Maximal marginal relevance optimizes for similarity to query AND diversity among selected documents.

Parameters
  • embedding – Embedding to look up documents similar to.

  • k – Number of Documents to return. Defaults to 4.

  • fetch_k – Number of Documents to fetch to pass to MMR algorithm.

  • lambda_mult – Number between 0 and 1 that determines the degree of diversity among the results with 0 corresponding to maximum diversity and 1 to minimum diversity. Defaults to 0.5.

Returns

List of Documents selected by maximal marginal relevance.

search(query: str, search_type: str, **kwargs: Any) List[Document]¶

Return docs most similar to query using specified search type.

Return docs most similar to query.

similarity_search_by_vector(embedding: List[float], k: int = 4, **kwargs: Any) List[Document][source]¶

Return docs most similar to embedding vector.

Parameters
  • embedding – Embedding to look up documents similar to.

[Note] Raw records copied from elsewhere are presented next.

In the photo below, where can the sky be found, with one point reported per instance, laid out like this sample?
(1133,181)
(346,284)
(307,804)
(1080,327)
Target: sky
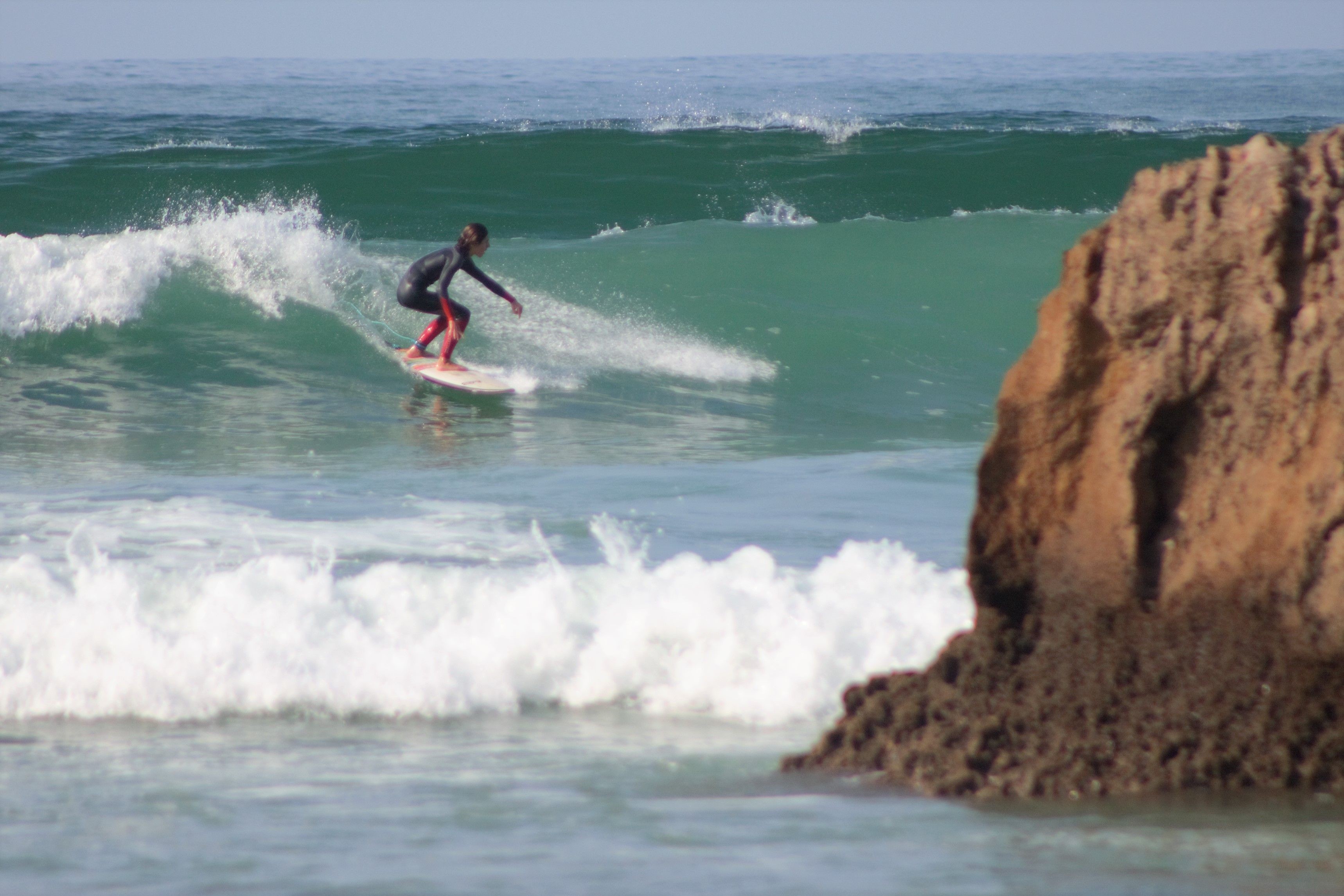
(74,30)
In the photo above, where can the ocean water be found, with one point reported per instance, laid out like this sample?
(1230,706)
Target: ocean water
(277,618)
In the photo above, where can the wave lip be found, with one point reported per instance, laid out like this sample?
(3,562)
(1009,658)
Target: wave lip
(265,253)
(776,213)
(740,639)
(836,131)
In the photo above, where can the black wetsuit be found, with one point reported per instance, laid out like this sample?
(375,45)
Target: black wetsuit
(417,288)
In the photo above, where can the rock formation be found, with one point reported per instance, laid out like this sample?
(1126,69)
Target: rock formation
(1158,546)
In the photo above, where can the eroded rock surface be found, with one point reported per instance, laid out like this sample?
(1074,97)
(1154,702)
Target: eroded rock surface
(1156,551)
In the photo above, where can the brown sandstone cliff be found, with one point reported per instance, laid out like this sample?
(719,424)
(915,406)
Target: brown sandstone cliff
(1158,546)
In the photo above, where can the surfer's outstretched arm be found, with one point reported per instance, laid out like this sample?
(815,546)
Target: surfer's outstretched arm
(488,283)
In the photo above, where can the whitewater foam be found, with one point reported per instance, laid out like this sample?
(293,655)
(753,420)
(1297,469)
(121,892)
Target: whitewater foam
(835,131)
(776,213)
(742,639)
(265,253)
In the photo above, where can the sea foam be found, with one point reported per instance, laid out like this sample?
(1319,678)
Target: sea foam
(779,214)
(271,253)
(264,253)
(744,639)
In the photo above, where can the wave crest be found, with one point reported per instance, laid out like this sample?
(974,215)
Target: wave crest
(265,253)
(738,639)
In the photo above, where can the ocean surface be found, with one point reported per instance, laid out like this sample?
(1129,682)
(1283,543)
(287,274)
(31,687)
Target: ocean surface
(277,618)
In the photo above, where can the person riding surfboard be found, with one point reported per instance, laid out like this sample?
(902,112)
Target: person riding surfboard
(419,292)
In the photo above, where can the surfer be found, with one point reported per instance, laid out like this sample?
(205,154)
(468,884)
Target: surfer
(419,292)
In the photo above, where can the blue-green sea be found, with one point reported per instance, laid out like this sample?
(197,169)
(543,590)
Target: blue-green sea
(279,618)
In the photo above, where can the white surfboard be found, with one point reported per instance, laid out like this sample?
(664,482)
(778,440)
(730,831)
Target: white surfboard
(472,382)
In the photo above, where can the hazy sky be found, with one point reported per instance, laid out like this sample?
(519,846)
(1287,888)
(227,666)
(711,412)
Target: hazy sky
(49,30)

  • k – Number of Documents to return. Defaults to 4.

Returns

List of Documents most similar to the query vector.

similarity_search_with_relevance_scores(query: str, k: int = 4, **kwargs: Any) List[Tuple[Document, float]]¶

Return docs and relevance scores in the range [0, 1].

0 is dissimilar, 1 is most similar.

Parameters
  • query – input text

  • k – Number of Documents to return. Defaults to 4.

  • **kwargs –

    kwargs to be passed to similarity search. Should include: score_threshold: Optional, a floating point value between 0 to 1 to

    filter the resulting set of retrieved docs

Returns

List of Tuples of (doc, similarity_score)

similarity_search_with_score(query: str, k: int = 4, **kwargs: Any) List[Tuple[Document, float]][source]¶

Run similarity search with distance.